The musical, that is - the one set in a dystopian future where a terrible drought has brought an end to private toilets. Instead, everyone must pay to use the public toilets, run by the Urine Good Company; those who don't are shipped off to Urinetown - the place, that is. (Spoilers at bottom, for those who want to know more.) The plot of the musical follows an uprising against the UGC.
And I got to thinking (inspired in part by this
Thomas Sowell article, but seriously, that's not the point of this post): as a capitalist, what, if anything, is my problem with the UGC, aside from the whole Sent To Urinetown thing? Should I, to be consistent, argue that they have a right to establish this monopoly? The musical does pause to note that they're doing some good - researching the drought, holding back overuse of water - but is this enough?
That prompted the question, then: why wasn't anyone else undercutting the UGC, selling the "privilege to pee" at lower prices? Why was a revolution necessary to effect this change?
And that answer, too, is in the musical: there's a law that you have to pay the fee. The UGC is, in effect, more government than company - they are the legislative and military powers, with the ability to snuff out any competing industries.

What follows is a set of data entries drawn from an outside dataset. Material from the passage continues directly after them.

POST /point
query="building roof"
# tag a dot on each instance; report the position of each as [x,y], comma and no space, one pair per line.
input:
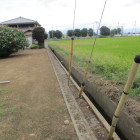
[19,20]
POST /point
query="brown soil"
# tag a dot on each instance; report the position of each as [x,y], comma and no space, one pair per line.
[34,108]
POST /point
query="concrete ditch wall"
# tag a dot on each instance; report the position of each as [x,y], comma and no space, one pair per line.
[127,127]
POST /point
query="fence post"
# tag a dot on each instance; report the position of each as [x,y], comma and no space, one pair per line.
[84,79]
[70,60]
[124,96]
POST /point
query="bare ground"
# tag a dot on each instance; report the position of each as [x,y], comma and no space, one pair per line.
[31,105]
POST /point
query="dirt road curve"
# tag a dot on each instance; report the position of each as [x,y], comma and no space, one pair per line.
[32,106]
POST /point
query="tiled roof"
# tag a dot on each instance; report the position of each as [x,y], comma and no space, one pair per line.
[19,20]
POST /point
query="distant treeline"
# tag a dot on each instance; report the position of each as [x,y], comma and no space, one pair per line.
[104,31]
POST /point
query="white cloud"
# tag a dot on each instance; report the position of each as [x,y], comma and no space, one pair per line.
[54,13]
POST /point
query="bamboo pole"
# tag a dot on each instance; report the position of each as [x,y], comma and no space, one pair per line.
[84,79]
[70,60]
[124,96]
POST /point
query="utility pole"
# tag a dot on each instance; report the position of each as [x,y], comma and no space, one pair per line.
[135,27]
[52,32]
[93,29]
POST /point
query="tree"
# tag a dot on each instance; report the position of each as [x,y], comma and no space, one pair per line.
[45,35]
[77,32]
[39,35]
[58,34]
[84,32]
[70,33]
[115,31]
[51,33]
[11,40]
[105,31]
[90,32]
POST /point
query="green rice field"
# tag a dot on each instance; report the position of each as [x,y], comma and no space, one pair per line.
[112,57]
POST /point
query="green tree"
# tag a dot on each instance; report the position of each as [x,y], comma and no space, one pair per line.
[115,31]
[105,31]
[77,32]
[84,32]
[39,35]
[45,35]
[58,34]
[11,40]
[52,34]
[70,33]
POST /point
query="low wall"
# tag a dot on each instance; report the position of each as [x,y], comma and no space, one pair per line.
[127,128]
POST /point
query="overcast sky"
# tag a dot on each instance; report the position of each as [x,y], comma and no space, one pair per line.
[58,14]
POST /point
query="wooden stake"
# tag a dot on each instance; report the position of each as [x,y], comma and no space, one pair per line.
[4,82]
[124,96]
[70,60]
[84,79]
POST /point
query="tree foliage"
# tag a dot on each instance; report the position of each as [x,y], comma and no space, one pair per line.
[84,32]
[58,34]
[39,35]
[115,31]
[51,33]
[11,40]
[105,31]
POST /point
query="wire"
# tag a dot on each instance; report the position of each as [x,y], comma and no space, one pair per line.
[97,31]
[89,63]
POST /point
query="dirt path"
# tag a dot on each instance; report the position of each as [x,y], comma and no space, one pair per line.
[32,106]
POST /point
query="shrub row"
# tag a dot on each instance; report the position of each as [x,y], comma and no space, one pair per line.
[11,40]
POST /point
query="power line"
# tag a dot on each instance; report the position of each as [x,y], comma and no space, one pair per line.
[97,31]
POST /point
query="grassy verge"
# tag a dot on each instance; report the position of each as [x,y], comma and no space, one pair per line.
[112,57]
[4,107]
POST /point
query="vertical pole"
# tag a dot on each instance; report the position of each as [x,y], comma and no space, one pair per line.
[52,32]
[125,93]
[70,60]
[84,79]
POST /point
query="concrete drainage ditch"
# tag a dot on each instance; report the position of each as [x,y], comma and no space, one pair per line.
[127,128]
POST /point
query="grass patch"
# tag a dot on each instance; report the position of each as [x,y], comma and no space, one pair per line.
[112,57]
[34,46]
[3,90]
[2,112]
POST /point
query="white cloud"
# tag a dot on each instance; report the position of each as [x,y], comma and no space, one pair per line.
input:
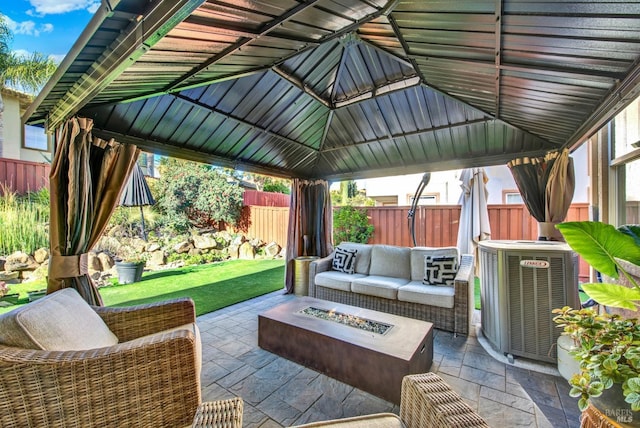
[52,7]
[27,28]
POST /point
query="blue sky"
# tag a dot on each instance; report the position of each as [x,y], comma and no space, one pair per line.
[50,27]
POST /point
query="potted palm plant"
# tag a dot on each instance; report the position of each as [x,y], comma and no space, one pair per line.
[130,265]
[607,346]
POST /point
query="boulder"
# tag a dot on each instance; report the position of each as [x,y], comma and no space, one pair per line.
[41,254]
[9,276]
[106,261]
[158,258]
[247,251]
[93,262]
[234,251]
[205,242]
[272,249]
[153,246]
[18,257]
[195,252]
[182,247]
[238,240]
[225,236]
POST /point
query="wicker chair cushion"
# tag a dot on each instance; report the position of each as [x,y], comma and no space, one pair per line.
[434,295]
[379,420]
[381,286]
[61,321]
[336,280]
[388,260]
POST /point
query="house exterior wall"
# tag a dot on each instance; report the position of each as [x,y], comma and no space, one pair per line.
[13,146]
[445,185]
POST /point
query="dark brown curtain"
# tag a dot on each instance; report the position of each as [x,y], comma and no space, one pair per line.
[310,223]
[546,185]
[87,176]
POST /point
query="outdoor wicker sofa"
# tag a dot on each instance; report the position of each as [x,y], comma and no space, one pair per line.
[426,401]
[148,378]
[390,279]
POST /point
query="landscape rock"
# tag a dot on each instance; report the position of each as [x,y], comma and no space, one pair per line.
[93,263]
[224,236]
[153,246]
[234,251]
[204,242]
[18,257]
[8,276]
[182,247]
[41,254]
[238,240]
[247,251]
[158,258]
[272,249]
[106,261]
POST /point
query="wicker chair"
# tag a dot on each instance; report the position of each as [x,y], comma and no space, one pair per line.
[149,379]
[426,401]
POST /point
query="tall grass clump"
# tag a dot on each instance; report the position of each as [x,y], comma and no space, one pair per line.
[24,221]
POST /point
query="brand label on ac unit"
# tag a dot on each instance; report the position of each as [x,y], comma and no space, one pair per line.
[539,264]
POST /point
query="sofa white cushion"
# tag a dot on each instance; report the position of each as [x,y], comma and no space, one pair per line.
[363,257]
[380,286]
[389,260]
[418,254]
[434,295]
[61,321]
[336,280]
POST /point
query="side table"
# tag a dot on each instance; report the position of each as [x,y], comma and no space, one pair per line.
[301,274]
[219,414]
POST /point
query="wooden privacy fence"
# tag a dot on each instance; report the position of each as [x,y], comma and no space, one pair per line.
[23,176]
[436,225]
[265,199]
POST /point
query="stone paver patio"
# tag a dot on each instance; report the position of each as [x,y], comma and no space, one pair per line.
[278,392]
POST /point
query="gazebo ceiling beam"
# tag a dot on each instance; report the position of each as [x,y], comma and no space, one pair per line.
[241,121]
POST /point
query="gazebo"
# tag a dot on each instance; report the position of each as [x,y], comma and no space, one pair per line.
[320,90]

In a free market (with, you know, some sane levels of government protection of rights, in order to keep people from being shipped off to Urinetown), the UGC flatly doesn't work. Their business model is designed to drive customers away. A better - and, hopefully, more plausible - model would be to pay people to use their toilets, since that would return water to the company, and then to charge to sell people water back. You could, of course, go relieve yourself in the desert, but that would be pouring money down the drain (as it were). You could also try to set up a home filtration system if you didn't trust the UGC's exchange rates - and, of course, multiple companies could all try to buy your water.
It still wouldn't be a very pleasant place to live, I imagine, but that's a fundamental fact of there not being enough water. What could be avoided, though, are the two extremes of the musical: the crushing, monopolistic power of the government and the anarchic, free-for-all waste of water later on.
* - Being "sent to Urinetown" turns out to be the same thing as "being thrown off a cliff."